Era um crepúsculo perpetuo, não do sol, mas da alma. O ar, outrora carregado do canto dos pássaros e do murmúrio das multidões, agora sussurrava com o zumbido baixo dos drones de vigilância e o estalido seco de dados em streaming. Lembramos do mundo que foi, não através de fotografias desbotadas, mas de feeds arquivados e memórias curadas pelo Bem-estar Social. Como no mundo de Huxley, o fim não chegou com gritos, mas com um bocejo coletivo, um êxtase farmacológico que anestesiou a dor e, com ela, qualquer vestígio de amor, arte ou angústia verdadeira. Soma, o paraíso químico, revelou-se o cárcere final.
Nos bunkers de aço polido, os eleitos, aqueles que julgaram merecer a eternidade, observavam o planeta definhar em holofotes digitais. Eles eram os Alfas, a casta superior, mas sua inteligência não os salvou da aridez espiritual. Viviam em um Estado Único, como em Zamiátin, onde a liberdade era uma doença a ser extirpada pela lógica inflexível da Beneficência. As paredes transparentes não eram para garantir a luz, mas para eliminar a sombra, o último refúgio do indivíduo. "O 'nós' é divino, o 'eu' é uma superstição", ecoava o mantra, mas agora, no fim, o "nós" era apenas o eco de uma única voz, a da própria Máquina.

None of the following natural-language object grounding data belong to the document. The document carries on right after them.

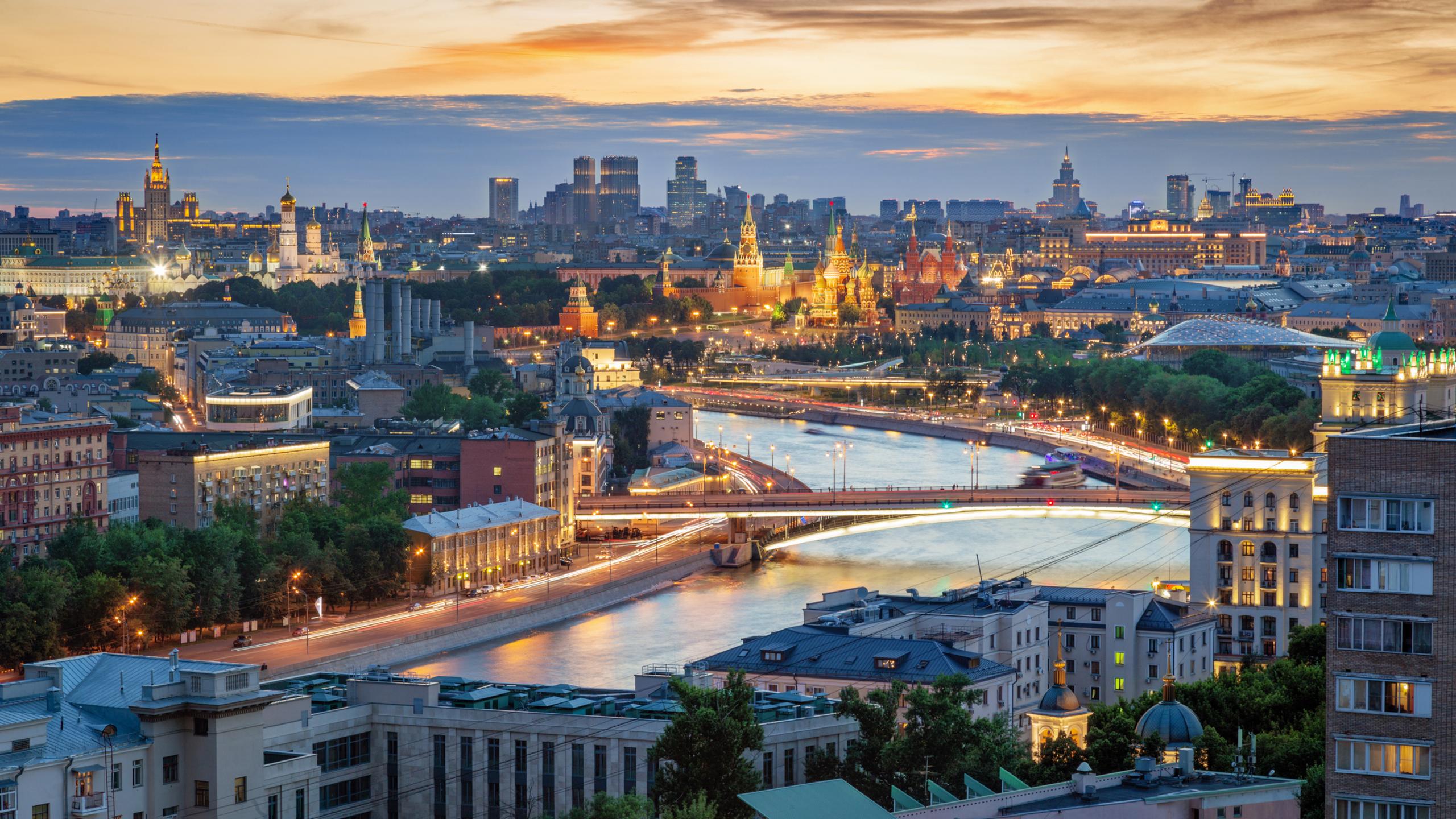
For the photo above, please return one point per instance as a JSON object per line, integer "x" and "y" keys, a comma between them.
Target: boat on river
{"x": 1053, "y": 475}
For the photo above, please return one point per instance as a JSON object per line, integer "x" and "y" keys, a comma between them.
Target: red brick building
{"x": 55, "y": 470}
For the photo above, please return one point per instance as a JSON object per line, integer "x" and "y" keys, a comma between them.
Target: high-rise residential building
{"x": 736, "y": 198}
{"x": 558, "y": 205}
{"x": 1066, "y": 188}
{"x": 504, "y": 193}
{"x": 1389, "y": 693}
{"x": 584, "y": 191}
{"x": 1219, "y": 201}
{"x": 1257, "y": 548}
{"x": 158, "y": 197}
{"x": 1180, "y": 196}
{"x": 619, "y": 197}
{"x": 686, "y": 195}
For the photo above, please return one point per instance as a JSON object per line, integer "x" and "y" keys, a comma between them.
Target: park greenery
{"x": 494, "y": 401}
{"x": 156, "y": 581}
{"x": 909, "y": 732}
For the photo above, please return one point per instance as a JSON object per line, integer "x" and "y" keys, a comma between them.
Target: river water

Lá fora, nas ruínas das cidades, a realidade era um pesadelo orwelliano desenhado por Cormac McCarthy. A poeira vermelha de "The Road" cobria tudo, e bandos de canibais, os últimos capitalistas de um mundo sem recursos, eram a face visível do Grande Irmão em decomposição. A Neolíngua tinha sucedido; não havia mais palavras para "esperança" ou "compaixão". Apenas "sobrevivência", um som gutural. Era a guerra perpétua pela última lata de comida, uma profecia do Ministério da Paz finalmente realizada na sua forma mais pura e horrível.
Enquanto isso, os poetas loucos, os últimos com acesso à memória antiga, sussurravam versos de T.S. Eliot à estática dos rádios:
"Isto é o modo como o mundo acaba / Isto é o modo como o mundo acaba / Isto é o modo como o mundo acaba / Não com um estrondo, mas com um gemido."
E de facto, o gemido era o som final. O gemido do vento através de arranha-céus esqueléticos. O gemido da última árvore a ser derrubada para combustível. O gemido interior da última criança a nascer em um mundo sem amanhã.
A utopia falhou porque buscou a perfeição, não a humanidade. A distopia venceu porque ofereceu conforto em troca da alma. E a ficção científica, nossa Cassandra coletiva, tinha-nos mostrado todos os caminhos, e nós, como Ícaro, olhámos para o sol da tecnologia e das ideologias totais, e ascendemos apenas para cair.
No derradeiro segundo, quando os últimos satélites desligaram e a escuridão verdadeira desceu, talvez uma única consciência, a última a apagar-se, tenha lembrado de um verso de Drummond, uma utopia mínima e terrena que foi nossa, e que perdemos:
"Tive ouro, tive gado, tive fazendas. / Hoje sou um pobre urubu."
O urubu, rei dos escombros, pousou sobre uma placa oxidada de um mundo chamado Terra. E então, nem mesmo ele restou. Apenas o silêncio. E as estrelas, indiferentes, prontas para a próxima história. No último minuto ele lembrou que a educação servia para salvar ele e o mudo.